Fed's Bullard becomes first on central bank to suggest delaying December rate hike

The Univ of Mich said its consumer-sentiment index in Dec was unchanged at 97.5, keeping most of the gains upbeat consumers have registered over the last 2 years.  The expectation was for a 97.3 reading.  Consumers were a little more optimistic on current conditions but a bit more pessimistic about the future.  In the early Dec survey, consumers did mention hearing much more negative news about future job prospects.  But mostly, the data reflect a strong jobs market, shown in the separate report released today in which unemployment matched its lowest level since 1969.  The Univ of Mich said the last time the sentiment index was consistently above 90 was 1997-2000, when it recorded a 4-year average of 105.3.  Including the Dec report, the sentiment index has averaged 97.5 over the last 2 years.
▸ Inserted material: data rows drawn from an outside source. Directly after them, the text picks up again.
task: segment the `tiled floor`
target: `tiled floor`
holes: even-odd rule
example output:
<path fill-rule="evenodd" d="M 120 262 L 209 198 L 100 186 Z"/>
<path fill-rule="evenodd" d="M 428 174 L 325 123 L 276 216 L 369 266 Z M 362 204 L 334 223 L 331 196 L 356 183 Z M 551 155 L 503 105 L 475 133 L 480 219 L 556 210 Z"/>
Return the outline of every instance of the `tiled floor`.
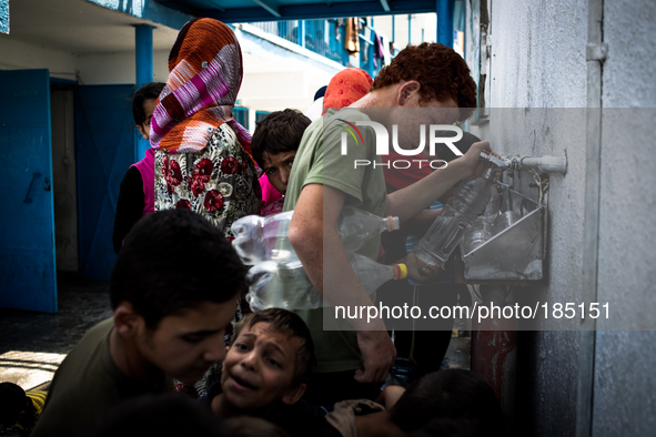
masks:
<path fill-rule="evenodd" d="M 58 314 L 0 308 L 0 382 L 43 386 L 84 333 L 112 315 L 104 281 L 60 273 L 58 294 Z M 455 321 L 443 368 L 470 368 L 467 322 Z"/>
<path fill-rule="evenodd" d="M 58 314 L 0 308 L 0 382 L 23 388 L 49 382 L 84 333 L 111 316 L 107 282 L 58 276 Z"/>

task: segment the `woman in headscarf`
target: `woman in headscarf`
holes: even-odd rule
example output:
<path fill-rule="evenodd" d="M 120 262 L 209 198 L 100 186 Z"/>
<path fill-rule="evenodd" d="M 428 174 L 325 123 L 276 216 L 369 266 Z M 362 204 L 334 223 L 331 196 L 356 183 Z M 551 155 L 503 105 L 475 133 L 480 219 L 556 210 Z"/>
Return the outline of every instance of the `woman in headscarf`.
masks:
<path fill-rule="evenodd" d="M 150 143 L 157 149 L 155 212 L 192 210 L 232 241 L 232 223 L 258 214 L 262 203 L 251 135 L 232 118 L 243 74 L 236 37 L 214 19 L 188 22 L 171 49 L 169 71 L 151 121 Z M 236 321 L 243 312 L 250 309 L 242 298 Z M 194 387 L 179 384 L 176 389 L 202 396 L 219 375 L 216 364 Z"/>
<path fill-rule="evenodd" d="M 224 232 L 260 212 L 251 135 L 232 118 L 242 82 L 236 37 L 222 22 L 188 22 L 169 55 L 169 80 L 155 108 L 155 211 L 192 210 Z"/>

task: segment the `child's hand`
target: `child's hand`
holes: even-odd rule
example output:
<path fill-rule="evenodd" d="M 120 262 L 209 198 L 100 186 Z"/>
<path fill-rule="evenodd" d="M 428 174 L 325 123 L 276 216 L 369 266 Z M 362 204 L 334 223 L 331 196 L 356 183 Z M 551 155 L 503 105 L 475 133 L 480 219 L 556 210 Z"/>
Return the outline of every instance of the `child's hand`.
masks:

Consumer sentiment index holds near highs in December


Oil prices surged higher after OPEC, Russia & several other producers reached an agreement to cut output next year in order to boost the market.  The new agreement comes at a time when the oil market is near the bottom of its worst price plunge since the 2008 financial crisis.  Oil prices have dropped more than 30% from their highs in early Oct, hammered by concerns about oversupply, weakness in global markets & technical trading that exacerbated the slide.  OPEC & allies agreed to reduce output by 1.2M bpd during H1-2019.  The production cut is roughly in line with expectations heading into the meeting.  Traders were expected the alliance to remove 1-1.4M bpd from the market.  Brent crude, the intl benchmark for oil prices, rose $1.81 (3%) to $61.87 a barrel after rising earlier more than 5%  to $63.73.  West Texas Imtermediate crude futures ended the session up $1.12 (2.2%) at $52.61 per barrel, off a session high of $54.22. The US is pumping at all time highs near 11.7M bpd, according to preliminary government figures.  Last week, the country exported more oil & refined fuels than it imported for the first time in decades.  Meanwhile, Russian production hit a post-Soviet era high at 11.4M bpd this fall & Saudi oil production rose to a record 11.1M bpd in Nov.  The supply surge from the world's top 3 oil producers is as forecasters warn oil demand growth will be softer than anticipated next year.  OPEC members agreed to cut production by 800K bpd, while non-OPEC producers aim to shave 400K bpd off the market.  Top exporter Saudis Arabia will deliver the lion's share of the OPEC cuts.  Saudi Energy Minister Khalid al Falih said he expects the kingdom's output to fall to 10.7M bpd in Dec & 10.2M  bpd in Jan.  Russia's pledge pencils out to a 228-230K bpd cut, Russian Energy Minister Alexander Novak said.  However, Novak warned that Russia would reduce supply gradually due to climate conditions that affect its oil fields in the winter.

Oil prices rise as OPEC reaches deal to cut output

Wild & dreary days for stocks have become common in recent weeks.  Not a good sign going forward for what has been an extraordinary bull market in the last 2 years.  The Dow is back to where it was almost 1 year ago.  But that was on its way up!!  Extra confusion about US-Chinese relations is the last thing stocks need now.  However that is the case & investors will have to ride out this crazy period for stocks.  After all the swings were finished, the Dow dropped 1150 this week.  Worse, wild swings are not over.